Ночь или две спустя, лежа в своей постели, Корум проснулся от ночного кошмара: принц видел свое же лицо, искаженное злобой, и услышал, как где-то за стенами Кер Махлода играет арфа. Он протянул руку, чтобы разбудить Медбх и рассказать ей о своем сне, но ее не было рядом, и когда он пошел искать ее, то нигде не мог найти. Утром он спросил, где она была, но Медбх объяснила, что, должно быть, он из одного сна сразу же перешел в другой, поскольку она всю ночь была рядом.

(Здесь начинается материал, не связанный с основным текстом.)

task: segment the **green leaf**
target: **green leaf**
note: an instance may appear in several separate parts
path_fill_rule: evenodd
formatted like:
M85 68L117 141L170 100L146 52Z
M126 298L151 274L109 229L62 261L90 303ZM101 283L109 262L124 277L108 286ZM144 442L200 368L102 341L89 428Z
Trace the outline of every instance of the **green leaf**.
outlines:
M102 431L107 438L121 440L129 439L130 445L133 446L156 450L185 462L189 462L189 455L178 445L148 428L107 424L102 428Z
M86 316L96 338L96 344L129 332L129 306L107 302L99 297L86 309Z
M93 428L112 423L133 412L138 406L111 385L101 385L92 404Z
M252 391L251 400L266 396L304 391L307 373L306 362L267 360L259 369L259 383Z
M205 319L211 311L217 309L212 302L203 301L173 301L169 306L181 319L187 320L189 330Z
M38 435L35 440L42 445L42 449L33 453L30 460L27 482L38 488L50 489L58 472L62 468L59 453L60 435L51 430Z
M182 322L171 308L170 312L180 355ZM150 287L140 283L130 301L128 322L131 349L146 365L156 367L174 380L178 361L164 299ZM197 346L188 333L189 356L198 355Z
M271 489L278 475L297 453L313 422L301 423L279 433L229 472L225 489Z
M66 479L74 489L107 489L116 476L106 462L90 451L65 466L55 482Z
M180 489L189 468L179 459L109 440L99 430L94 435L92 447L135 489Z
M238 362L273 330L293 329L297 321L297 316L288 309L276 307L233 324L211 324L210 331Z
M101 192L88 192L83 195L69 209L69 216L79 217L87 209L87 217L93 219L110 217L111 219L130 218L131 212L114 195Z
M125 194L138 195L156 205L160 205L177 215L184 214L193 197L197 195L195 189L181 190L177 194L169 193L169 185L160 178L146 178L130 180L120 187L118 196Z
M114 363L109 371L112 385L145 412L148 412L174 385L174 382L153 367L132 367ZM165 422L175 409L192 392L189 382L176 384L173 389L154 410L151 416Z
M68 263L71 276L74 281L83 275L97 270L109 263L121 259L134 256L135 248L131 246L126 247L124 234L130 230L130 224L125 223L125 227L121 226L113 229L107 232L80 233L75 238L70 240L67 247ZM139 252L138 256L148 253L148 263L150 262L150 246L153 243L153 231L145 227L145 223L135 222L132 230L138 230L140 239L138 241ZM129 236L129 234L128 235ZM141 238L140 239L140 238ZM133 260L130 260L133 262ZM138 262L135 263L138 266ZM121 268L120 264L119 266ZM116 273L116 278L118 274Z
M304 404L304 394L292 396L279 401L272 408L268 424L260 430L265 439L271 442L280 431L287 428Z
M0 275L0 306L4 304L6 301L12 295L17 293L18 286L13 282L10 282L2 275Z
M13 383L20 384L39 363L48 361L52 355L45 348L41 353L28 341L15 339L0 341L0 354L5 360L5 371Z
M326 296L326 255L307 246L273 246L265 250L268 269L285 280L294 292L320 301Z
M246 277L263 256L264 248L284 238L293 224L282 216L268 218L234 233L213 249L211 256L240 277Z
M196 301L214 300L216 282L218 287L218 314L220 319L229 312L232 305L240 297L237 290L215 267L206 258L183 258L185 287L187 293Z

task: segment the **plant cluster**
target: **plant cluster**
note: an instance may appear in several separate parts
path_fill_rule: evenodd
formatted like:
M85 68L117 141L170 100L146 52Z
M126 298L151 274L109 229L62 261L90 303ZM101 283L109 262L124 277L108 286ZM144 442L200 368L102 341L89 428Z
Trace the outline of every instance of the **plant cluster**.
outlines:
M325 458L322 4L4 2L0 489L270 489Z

Проснувшись следующей ночью, Корум увидел, что она спокойно спит, но ему захотелось встать (он сам не знал, почему), облачиться в доспехи и повесить на пояс меч Предатель. Он вышел из замка, вывел Желтого Коня, сел в седло и двинулся в сторону моря, пока не добрался до осыпавшейся скальной гряды, от которой остался лишь утес, где высились руины — мабдены называли их замком Оуйн, а он — замком Эрорн. В нем он родился и в нем же до появления древних мабденов был счастлив.

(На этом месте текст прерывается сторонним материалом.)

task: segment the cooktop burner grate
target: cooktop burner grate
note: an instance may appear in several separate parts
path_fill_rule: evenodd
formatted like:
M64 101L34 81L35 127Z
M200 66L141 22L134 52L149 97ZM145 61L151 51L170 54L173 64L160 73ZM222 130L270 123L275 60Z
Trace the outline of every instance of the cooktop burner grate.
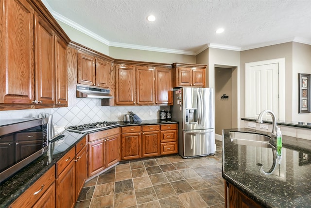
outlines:
M120 125L120 124L116 122L101 121L96 123L82 124L78 126L69 126L67 128L66 130L71 132L77 132L78 133L84 133L85 132L100 130L106 129L108 127L119 125Z

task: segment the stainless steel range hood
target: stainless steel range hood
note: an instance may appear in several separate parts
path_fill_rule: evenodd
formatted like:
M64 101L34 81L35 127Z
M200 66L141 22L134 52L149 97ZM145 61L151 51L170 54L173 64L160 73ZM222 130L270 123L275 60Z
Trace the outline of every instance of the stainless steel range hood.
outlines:
M110 90L109 89L77 85L77 97L111 99L113 96L110 95Z

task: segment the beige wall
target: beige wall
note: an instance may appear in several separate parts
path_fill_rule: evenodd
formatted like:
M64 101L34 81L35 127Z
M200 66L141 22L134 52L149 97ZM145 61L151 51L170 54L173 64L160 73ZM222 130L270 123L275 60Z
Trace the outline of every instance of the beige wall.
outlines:
M195 56L157 52L142 50L109 47L109 56L114 58L172 64L175 62L195 63Z
M298 113L298 74L311 74L311 45L293 43L293 121L311 122L311 113Z
M280 58L285 59L285 119L293 120L292 116L293 100L292 47L293 43L289 42L270 46L264 47L241 52L241 116L245 116L245 64Z
M231 70L215 68L215 132L219 135L223 134L223 129L232 128ZM229 98L221 99L225 94Z

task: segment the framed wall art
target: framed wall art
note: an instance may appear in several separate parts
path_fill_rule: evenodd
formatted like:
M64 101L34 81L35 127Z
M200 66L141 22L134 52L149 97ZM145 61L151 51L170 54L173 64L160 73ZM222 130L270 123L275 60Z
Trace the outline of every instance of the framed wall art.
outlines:
M311 112L310 98L311 98L311 75L298 74L298 113L304 113Z

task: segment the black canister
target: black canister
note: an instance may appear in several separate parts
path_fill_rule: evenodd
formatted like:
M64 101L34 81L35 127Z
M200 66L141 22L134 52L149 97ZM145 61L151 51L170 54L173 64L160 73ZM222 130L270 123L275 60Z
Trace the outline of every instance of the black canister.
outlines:
M160 120L165 120L166 119L166 113L165 111L161 110L160 111Z
M170 119L172 118L172 114L171 113L171 111L166 111L166 118L167 119Z

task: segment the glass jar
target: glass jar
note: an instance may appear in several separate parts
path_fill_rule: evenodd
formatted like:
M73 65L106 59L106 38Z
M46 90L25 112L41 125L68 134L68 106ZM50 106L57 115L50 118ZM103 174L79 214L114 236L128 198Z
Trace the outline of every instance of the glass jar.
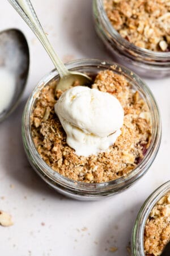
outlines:
M97 34L114 60L126 63L144 77L163 77L170 75L170 52L150 51L135 46L123 38L113 28L105 11L103 0L93 1L93 13Z
M146 221L155 204L169 191L170 181L156 189L143 204L137 216L132 232L132 256L145 256L143 241Z
M142 161L137 167L125 177L102 183L86 183L75 181L53 171L39 154L32 138L30 116L40 91L53 79L59 79L56 70L47 74L38 83L29 96L26 105L22 120L23 141L27 157L37 173L50 187L67 196L77 199L92 200L111 196L122 191L142 177L148 170L158 152L162 134L160 117L158 106L150 89L136 75L126 68L114 63L106 63L97 60L80 60L66 64L69 69L88 75L96 75L99 71L112 68L121 74L130 82L134 90L137 90L148 105L151 115L152 133L151 144Z

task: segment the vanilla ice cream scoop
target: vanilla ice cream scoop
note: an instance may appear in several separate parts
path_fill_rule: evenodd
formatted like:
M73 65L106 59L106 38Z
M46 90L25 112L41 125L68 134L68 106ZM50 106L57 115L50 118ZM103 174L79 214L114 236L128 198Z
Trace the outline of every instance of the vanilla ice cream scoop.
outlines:
M78 155L105 151L121 134L124 110L109 93L75 86L61 95L54 108L67 143Z

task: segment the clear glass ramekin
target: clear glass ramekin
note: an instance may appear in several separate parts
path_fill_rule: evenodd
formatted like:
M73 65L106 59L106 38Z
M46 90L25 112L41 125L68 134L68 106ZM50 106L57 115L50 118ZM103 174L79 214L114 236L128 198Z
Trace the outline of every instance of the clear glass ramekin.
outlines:
M137 216L132 232L131 241L132 256L145 256L144 230L146 221L155 204L169 191L170 181L157 188L144 203Z
M150 89L138 76L124 67L97 60L76 60L67 63L66 67L70 70L94 75L99 71L110 69L113 65L115 68L114 72L125 76L134 89L138 90L147 104L151 115L152 133L150 146L143 160L126 176L102 183L75 182L53 171L40 156L32 138L30 116L40 91L52 80L59 79L59 75L56 70L52 71L40 80L29 96L24 110L22 137L25 150L31 164L50 187L63 194L76 199L96 200L111 196L128 188L148 170L159 147L162 134L159 111Z
M93 0L93 13L97 34L114 60L144 77L170 75L170 52L154 52L135 46L123 38L113 27L105 11L103 0Z

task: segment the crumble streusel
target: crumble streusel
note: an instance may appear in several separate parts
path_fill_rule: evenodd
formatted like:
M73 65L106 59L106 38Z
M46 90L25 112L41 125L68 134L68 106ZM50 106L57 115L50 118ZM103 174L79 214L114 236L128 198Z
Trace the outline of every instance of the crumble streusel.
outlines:
M66 143L66 135L54 112L61 96L52 81L41 91L32 110L32 134L42 158L51 168L75 181L101 183L126 175L144 157L151 135L150 114L144 101L122 75L111 70L100 72L92 88L111 93L124 110L124 123L114 144L105 152L78 156ZM112 117L110 117L112 118Z
M144 235L146 256L158 256L170 241L170 192L154 207L147 219Z
M139 47L170 51L169 0L104 0L113 27Z

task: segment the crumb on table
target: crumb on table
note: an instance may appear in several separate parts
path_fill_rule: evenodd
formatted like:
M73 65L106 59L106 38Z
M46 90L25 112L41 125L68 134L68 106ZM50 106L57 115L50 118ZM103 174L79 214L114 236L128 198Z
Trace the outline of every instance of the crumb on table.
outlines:
M169 0L104 0L113 27L136 46L170 51Z

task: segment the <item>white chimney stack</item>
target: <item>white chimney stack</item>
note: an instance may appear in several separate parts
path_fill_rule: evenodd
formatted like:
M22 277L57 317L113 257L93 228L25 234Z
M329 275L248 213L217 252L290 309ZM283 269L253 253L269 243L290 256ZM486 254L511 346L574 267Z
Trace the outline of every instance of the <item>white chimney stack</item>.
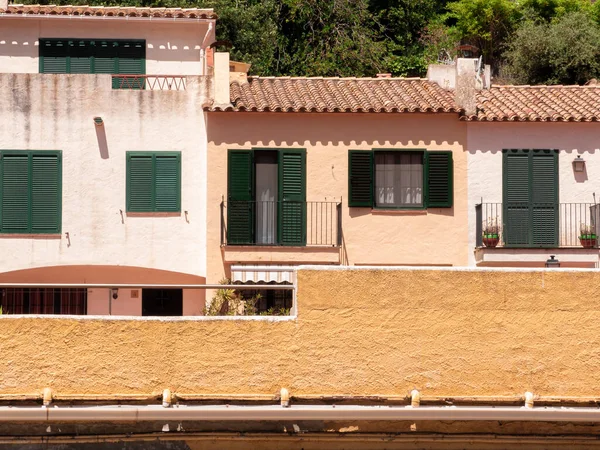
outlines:
M228 105L231 101L229 98L229 53L215 52L214 64L215 96L213 104Z
M454 90L454 101L467 115L477 111L477 91L491 86L490 66L479 67L477 58L458 58L454 64L431 64L427 79L446 90Z

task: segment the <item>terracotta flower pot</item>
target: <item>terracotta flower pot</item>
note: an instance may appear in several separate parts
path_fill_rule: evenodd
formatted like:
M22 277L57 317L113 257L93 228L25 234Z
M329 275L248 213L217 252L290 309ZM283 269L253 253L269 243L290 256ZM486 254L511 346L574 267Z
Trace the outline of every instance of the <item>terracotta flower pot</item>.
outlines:
M483 245L486 247L495 247L500 242L500 236L497 234L484 234Z
M579 242L583 248L596 248L598 246L598 237L595 234L585 234L579 236Z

Корум склонил голову к уху Желтого Коня и сказал своему, благородному уродливому жеребцу:

— Ты обладаешь огромной силой, конь Лагайре, и ты очень умен. Можешь ли перемахнуть через этот провал и доставить меня в замок Эрорн?

Повернув голову, Желтый Конь посмотрел на Корума теплыми бархатными глазами, и во взгляде его не было насмешки, а лишь озабоченность. Всхрапнув, он взрыхлил землю копытом.

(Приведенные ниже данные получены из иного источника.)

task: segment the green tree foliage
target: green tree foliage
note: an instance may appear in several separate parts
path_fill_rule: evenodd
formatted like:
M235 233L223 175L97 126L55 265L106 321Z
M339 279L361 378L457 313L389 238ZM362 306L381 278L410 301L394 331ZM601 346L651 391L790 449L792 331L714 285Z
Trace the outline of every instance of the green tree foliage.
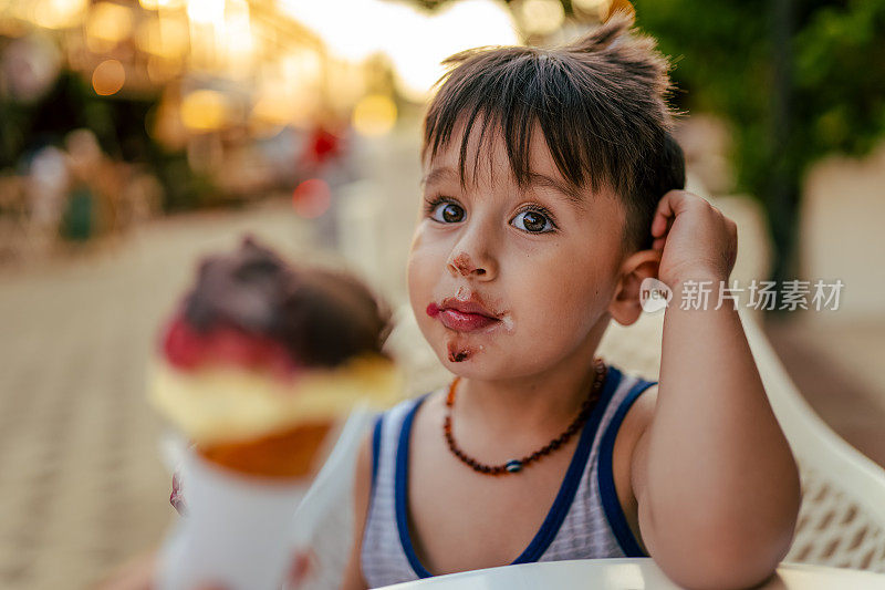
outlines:
M885 135L885 0L634 6L637 24L675 58L676 106L730 123L737 188L769 213L772 278L782 280L809 166L864 155Z

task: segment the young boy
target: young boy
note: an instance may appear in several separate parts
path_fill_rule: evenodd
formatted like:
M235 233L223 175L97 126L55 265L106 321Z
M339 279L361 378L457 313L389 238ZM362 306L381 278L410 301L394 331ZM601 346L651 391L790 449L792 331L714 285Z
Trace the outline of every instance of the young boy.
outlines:
M345 588L624 556L741 588L787 553L799 474L738 314L678 304L717 301L736 226L681 190L668 64L631 25L448 60L408 290L457 379L365 441ZM674 292L657 383L594 362L649 277Z

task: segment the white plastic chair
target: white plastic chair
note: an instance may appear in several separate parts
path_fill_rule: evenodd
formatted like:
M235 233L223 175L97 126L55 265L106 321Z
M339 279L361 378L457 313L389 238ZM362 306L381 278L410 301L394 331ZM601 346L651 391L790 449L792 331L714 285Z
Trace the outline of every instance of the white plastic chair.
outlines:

— Сделай это, Желтый Конь, — попросил Корум, — и я отпущу тебя туда, откуда ты пришел.

Желтый Конь помедлил, но, кажется, согласился. Развернувшись, он двинулся рысью к Кер Махлоду, затем, снова повернувшись, рванулся в галоп. Он мчался все быстрее и быстрее, пока провал между материком и мысом, где стоял замок Оуйн, не оказался совсем рядом. В свете луны взлетали белеющие брызги, а океан ревел, как исчезнувшие фой миоре. Желтый Конь напрягся, прыгнул, и его копыта коснулись скалы на другой стороне. Наконец желание Корума осуществилось. Он спешился.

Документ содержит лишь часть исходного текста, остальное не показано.